Though sin has another dimension, and here I think we begin to take the turn in our time that Jesus intended to effect when he said we must love him more than brother and sister, parent and child, husband and wife, lover and beloved, if we are to be his disciples. Sin can drive us toward one another in a subtle kind of desperation. There is an anxiety at work in us (not only about death but about this distance) that makes us expect ultimately things from merely human beings…that leads us to seek from one another what only God can give. Listen to us: if only I could find someone with whom to share my life, if only my parents had loved me without condition, if my child would let me in, if my friend would be there when I need…. There is this expectation of the other as though, says Henri Nouwen, "we are called to take each other's loneliness away…" as though we could adopt one another out of sin, as though another human being could erase this ontological separation, this separation that constitutes our being human.

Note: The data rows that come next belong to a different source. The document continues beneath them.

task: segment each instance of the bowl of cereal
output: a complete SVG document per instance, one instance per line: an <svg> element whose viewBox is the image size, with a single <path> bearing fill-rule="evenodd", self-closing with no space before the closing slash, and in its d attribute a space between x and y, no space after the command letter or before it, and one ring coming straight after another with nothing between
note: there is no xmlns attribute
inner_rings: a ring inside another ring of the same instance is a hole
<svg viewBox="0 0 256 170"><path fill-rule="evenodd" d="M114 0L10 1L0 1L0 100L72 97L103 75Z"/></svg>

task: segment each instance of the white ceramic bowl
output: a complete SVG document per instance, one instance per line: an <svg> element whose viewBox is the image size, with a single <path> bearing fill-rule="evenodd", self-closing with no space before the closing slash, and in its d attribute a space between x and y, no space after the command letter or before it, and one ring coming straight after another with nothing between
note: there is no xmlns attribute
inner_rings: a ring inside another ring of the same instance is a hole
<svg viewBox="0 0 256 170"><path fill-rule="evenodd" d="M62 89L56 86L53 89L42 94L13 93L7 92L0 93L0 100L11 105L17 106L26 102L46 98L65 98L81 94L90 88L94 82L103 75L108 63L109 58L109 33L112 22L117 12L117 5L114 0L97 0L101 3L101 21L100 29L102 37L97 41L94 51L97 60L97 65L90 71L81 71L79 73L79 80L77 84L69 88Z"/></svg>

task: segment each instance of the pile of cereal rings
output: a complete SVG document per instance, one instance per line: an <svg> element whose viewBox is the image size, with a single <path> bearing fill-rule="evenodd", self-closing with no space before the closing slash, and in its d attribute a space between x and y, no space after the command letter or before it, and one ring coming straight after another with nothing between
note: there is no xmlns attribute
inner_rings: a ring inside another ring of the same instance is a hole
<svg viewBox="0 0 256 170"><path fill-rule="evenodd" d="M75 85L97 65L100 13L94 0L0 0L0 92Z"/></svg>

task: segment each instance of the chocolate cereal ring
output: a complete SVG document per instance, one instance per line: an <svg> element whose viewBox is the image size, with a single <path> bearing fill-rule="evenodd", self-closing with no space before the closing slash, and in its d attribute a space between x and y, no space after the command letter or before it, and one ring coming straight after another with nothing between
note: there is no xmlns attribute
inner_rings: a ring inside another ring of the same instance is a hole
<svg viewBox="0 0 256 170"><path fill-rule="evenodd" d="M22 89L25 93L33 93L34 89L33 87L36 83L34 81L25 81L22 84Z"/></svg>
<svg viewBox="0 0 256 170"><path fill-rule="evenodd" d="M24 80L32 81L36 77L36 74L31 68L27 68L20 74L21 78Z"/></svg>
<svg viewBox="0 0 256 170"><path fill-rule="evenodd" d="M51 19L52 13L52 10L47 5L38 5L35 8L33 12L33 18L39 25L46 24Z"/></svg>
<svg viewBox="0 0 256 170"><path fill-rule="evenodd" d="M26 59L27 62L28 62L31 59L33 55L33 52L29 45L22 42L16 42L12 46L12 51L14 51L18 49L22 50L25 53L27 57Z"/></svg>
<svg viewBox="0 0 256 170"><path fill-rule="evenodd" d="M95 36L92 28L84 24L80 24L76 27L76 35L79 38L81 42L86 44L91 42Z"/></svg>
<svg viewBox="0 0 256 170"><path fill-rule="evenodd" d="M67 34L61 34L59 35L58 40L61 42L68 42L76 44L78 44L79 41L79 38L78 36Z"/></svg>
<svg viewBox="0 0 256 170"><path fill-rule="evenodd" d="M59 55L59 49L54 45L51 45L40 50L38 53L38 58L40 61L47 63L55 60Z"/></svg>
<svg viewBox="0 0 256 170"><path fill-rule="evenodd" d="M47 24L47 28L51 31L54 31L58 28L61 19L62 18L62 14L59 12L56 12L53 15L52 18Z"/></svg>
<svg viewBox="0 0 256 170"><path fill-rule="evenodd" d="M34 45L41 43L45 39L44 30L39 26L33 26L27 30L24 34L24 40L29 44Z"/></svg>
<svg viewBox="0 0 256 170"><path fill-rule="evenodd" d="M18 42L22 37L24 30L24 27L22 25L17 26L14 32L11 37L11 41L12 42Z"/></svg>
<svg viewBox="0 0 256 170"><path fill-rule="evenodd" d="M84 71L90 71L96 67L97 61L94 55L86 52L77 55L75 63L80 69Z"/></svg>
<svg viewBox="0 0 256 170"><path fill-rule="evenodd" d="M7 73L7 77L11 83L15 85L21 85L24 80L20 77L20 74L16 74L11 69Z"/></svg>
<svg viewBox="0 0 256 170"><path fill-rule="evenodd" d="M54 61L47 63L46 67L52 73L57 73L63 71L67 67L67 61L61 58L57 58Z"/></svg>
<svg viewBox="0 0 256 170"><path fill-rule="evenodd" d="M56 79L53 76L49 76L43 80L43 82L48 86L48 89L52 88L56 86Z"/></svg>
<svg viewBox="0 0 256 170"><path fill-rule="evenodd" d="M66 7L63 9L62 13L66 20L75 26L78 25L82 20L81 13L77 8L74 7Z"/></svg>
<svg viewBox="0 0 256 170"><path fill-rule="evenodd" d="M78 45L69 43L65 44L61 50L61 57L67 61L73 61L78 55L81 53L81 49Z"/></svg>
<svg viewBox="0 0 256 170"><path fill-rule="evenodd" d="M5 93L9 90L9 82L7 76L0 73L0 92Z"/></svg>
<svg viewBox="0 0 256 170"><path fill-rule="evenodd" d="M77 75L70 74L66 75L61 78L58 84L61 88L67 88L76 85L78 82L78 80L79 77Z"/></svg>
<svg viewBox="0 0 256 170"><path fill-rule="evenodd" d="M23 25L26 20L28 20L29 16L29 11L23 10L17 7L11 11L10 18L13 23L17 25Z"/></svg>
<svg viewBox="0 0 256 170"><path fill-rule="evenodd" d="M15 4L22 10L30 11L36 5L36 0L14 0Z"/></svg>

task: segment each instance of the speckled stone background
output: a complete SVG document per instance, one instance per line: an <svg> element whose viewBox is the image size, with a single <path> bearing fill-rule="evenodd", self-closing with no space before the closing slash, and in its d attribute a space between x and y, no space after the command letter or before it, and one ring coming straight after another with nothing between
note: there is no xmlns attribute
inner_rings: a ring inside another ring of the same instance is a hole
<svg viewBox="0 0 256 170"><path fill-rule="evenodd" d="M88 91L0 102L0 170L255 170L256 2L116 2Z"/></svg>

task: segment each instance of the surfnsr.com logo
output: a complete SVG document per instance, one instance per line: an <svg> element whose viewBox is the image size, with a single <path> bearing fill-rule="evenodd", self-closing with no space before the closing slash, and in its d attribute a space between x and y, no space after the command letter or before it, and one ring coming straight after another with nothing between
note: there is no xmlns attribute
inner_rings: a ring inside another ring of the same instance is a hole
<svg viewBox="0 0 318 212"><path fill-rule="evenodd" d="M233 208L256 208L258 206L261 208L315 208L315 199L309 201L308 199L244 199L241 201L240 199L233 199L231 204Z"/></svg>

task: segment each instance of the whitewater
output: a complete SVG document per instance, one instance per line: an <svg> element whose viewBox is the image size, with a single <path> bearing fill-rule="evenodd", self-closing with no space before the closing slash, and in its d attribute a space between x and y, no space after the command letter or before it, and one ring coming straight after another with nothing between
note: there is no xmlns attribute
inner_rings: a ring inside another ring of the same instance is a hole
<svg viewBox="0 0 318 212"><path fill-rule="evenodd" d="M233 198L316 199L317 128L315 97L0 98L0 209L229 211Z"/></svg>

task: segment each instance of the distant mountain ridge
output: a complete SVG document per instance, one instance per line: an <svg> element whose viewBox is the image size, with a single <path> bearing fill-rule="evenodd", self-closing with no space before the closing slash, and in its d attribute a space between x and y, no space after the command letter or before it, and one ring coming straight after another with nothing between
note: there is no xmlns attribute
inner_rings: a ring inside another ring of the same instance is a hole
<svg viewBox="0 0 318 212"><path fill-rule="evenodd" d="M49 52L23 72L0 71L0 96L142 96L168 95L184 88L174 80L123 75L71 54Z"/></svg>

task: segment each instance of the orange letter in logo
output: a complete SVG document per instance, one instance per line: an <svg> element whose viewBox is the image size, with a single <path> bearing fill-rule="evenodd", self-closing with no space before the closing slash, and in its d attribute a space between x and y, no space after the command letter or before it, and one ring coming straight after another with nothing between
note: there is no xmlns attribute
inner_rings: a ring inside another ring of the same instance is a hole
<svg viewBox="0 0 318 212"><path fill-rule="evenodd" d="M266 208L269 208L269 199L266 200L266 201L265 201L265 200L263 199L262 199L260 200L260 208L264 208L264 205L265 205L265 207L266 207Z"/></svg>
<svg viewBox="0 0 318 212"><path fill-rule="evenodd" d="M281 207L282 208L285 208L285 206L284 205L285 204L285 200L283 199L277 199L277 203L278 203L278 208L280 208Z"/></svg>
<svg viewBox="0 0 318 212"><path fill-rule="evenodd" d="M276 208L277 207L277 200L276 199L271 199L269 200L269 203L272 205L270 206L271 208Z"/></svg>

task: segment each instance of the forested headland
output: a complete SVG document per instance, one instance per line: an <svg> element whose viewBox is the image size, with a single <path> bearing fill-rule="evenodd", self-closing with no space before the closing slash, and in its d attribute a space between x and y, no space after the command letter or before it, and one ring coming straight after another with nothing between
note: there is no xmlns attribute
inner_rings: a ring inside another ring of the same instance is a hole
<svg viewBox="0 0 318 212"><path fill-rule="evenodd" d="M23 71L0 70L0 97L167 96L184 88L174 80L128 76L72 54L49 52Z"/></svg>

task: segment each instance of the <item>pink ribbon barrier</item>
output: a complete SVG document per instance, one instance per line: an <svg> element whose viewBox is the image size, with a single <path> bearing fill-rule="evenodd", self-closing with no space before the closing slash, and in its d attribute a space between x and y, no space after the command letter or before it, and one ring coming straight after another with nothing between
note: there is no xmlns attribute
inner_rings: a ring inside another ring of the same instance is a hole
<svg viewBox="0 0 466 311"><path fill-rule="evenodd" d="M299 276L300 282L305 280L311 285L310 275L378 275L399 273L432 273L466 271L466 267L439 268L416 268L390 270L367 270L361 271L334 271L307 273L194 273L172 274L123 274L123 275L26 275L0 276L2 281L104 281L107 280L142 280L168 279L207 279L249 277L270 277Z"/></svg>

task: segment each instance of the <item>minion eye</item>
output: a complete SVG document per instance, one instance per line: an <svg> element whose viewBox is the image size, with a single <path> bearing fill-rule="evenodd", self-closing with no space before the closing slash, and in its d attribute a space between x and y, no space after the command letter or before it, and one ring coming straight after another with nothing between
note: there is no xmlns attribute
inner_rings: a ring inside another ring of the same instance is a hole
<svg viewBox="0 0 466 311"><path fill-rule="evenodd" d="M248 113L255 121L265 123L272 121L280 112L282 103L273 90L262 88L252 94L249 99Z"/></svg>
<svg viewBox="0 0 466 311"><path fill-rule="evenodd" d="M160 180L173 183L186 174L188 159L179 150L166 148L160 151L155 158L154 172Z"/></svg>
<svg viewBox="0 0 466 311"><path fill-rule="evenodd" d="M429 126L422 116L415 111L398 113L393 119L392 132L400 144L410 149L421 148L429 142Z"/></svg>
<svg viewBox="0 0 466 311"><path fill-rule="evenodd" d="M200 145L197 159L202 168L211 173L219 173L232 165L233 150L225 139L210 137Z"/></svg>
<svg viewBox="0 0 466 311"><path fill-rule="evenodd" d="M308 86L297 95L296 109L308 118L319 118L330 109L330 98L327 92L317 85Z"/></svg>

It is a burden too great for any parent to bear, an expectation too heavy for any child to meet, a desire that will suck the life out of every one sent into our arms for love's sake.

"When loneliness drives us away from ourselves into the arms of our companions in life," says Nouwen, "we are, in fact, driving ourselves into excruciating relationships, tiring friendships and suffocating embraces…No friend or love, nor husband or wife, [no family], no community or commune will be able to put to rest our deepest cravings for unity and wholeness," our inward groaning for adoption.

If that is so, then Jesus' words of judgment-whoever does not love me more than father and mother, son and daughter-become a strange sort of grace…become words that would deliver us from the futility of our seeking salvation from one another, a strategy, he says, that will only end in destruction: parent against child, child against parent. So he uses the hardest words he can-the hyperbole of Middle Eastern speech-to turn us toward the God who alone can save. In effect you could say that he commands us first to be orphans, to let go of the stranglehold we have on one another. Then it is that he invites us to follow him home.

He is the good shepherd who seeks us until we are found; he is the widowed mother who demands justice for us far into the night; he is the patient father who, with open arms, waits for us, watching down the road until we come to ourselves and turn toward home. By his grace alone-by this undeserved, unexpected, unimaginable love toward us-he saves us from ourselves, from our separate ways, from our deaths, from the futility of life without him, and so for a love so deep, so broad, so high that it knows no bounds.

Though he does one more thing! From the height of his cross, wherein the distance we have kept from him is ended, Christ transforms who we are to be, one to another, and sets us in a family that knows no bounds: the family of Christ's church. Says Jesus to Mary, "Woman, behold thy son," and to John, the beloved disciple, "Behold thy mother." He gives us to one another not by blood but by promise, not by law but by grace. As dysfunctional as it is, the earthly family that God in Christ intends for us is, for better and for worse, the church: in the meantime, across blood lines, beyond legal documents, until the Kingdom comes.

Says Christ to us gathered each Sunday in this sanctuary: behold thy son, thy daughter, behold thy mother, thy father, behold thy brother, thy sister. His love stretches our love to the limits. His love holds fast our love toward the ones chosen of God to be by our side. His love binds us by grace and gratitude, rather than emptiness and need (though most days in the church you could fool me), and sends us out to a world full of orphans with news: that, in Jesus Christ, the time has come to head toward home! Thanks be to God!